İPEK BÖCEKÇİLİĞİ, KEŞFİ VE BİLECİK’TEKİ YERİ

UMUT ÖZDEMİR

Değerli okuyucularım;

Bu haftaki yazımızda, her vesile ile; ''Taşı mermer, toprağı seramik, yaprağı ipek, kuruluş ve kurtuluşun şehri'' olarak tanıttığımız Bilecik'imizin güzel değerlerinden biri olan ve ''Yaprağı İpek'' şeklinde ifade ettiğimiz ''İpek böcekçilği'nin keşfi, tarihi ve günümüzdeki durumu hakkında bildiklerimi aktaracağım.

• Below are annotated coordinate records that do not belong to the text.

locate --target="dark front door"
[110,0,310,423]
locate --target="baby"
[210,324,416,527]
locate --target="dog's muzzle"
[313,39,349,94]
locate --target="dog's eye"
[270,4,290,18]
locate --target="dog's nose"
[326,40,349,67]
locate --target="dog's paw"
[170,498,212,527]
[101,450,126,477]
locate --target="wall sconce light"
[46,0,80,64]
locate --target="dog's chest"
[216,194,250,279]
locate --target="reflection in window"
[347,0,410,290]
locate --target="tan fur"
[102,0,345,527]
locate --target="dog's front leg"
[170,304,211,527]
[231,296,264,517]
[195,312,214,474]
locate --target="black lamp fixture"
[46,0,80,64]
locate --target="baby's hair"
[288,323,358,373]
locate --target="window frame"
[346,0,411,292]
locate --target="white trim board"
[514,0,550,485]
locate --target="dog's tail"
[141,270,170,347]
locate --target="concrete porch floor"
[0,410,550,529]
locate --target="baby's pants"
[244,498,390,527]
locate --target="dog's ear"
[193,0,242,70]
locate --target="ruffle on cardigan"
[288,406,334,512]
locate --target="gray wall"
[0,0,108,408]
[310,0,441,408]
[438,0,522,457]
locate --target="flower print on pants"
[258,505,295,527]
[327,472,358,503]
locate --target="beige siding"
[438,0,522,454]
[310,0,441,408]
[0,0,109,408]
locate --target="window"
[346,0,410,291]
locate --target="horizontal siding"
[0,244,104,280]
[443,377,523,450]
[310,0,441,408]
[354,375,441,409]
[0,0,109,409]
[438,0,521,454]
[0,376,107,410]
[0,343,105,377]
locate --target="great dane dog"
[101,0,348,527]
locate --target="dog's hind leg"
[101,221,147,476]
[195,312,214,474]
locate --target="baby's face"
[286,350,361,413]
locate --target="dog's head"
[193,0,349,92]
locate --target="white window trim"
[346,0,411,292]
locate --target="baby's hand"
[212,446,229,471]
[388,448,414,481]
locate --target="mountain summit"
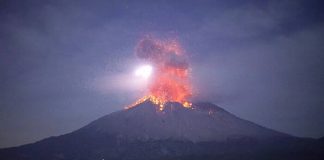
[0,100,324,160]
[82,100,288,142]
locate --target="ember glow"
[135,65,153,79]
[127,37,192,111]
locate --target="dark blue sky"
[0,0,324,147]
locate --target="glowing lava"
[135,65,153,79]
[127,37,192,111]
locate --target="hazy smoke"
[136,38,189,69]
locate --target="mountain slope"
[0,101,324,160]
[83,101,288,142]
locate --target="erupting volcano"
[127,37,192,111]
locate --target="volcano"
[0,100,324,160]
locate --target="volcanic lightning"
[127,37,192,111]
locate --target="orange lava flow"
[127,38,192,111]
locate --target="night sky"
[0,0,324,148]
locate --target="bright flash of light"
[135,65,153,79]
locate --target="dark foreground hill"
[0,101,324,160]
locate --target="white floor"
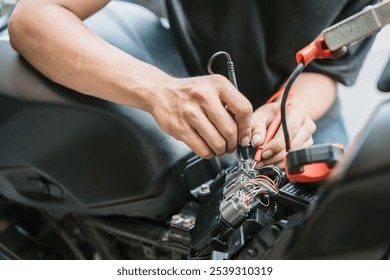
[339,26,390,140]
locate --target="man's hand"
[151,75,252,159]
[252,102,316,168]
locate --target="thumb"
[251,122,266,148]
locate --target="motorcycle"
[0,1,390,260]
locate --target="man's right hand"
[151,75,252,159]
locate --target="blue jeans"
[313,97,348,148]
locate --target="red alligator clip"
[296,33,347,66]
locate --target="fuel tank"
[0,1,215,219]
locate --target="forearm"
[292,72,337,121]
[10,2,172,111]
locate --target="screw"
[246,248,257,258]
[183,218,193,229]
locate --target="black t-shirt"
[168,0,378,108]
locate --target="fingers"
[192,110,237,156]
[213,75,253,147]
[259,104,316,167]
[178,129,215,159]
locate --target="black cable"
[207,51,238,89]
[280,63,305,152]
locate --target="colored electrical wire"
[280,63,305,152]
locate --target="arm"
[9,0,252,158]
[252,72,336,167]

19. yüzyılın yarısında Bilecik'te temel uğraş kaynaklarından biri olan ve günümüzde maalesef bu özelliği yitirilmiş olan ancak tarihteki yeri ve önemine kavuşması için az da olsa çaba harcanılan, İpek böcekçiliği; Uygarlığın eski devirlerinden beri, doğal yapısı, parlaklığı, inceliği, yumuşaklığı, dayanıklılığı ve esnekliği ile en kıymetli tekstil hammaddesi olan ipek, ipekböceğinin ördüğü ipek kozasından elde edilmektedir. İpek, kolay boyanabilen, yumuşak ve dayanıklı bir ip olması nedeniyle tarih boyunca çok kıymetli bir dokuma hammaddesi olmuştur.

İpek, dut yaprağı yiyerek beslenen ipek böceğini bir tırtıldan kanatlı ipek böceğine dönüşmek üzere kendisini hapsettiği kozasından elde edilir. Bir kozadan 800-1200 m arasında ipek ipliği, 3kg kozadan 1kg ipek üretilmektedir. İpek böceğinin ortalama ömrü altı haftadır. Bu süre boyunca 24-42 saatlik uyku dönemi geçirir ve beş kez deri değiştirir. Beşinci hafta sonunda ipek böceği kozasını örebilecek olgunluğa erişir. 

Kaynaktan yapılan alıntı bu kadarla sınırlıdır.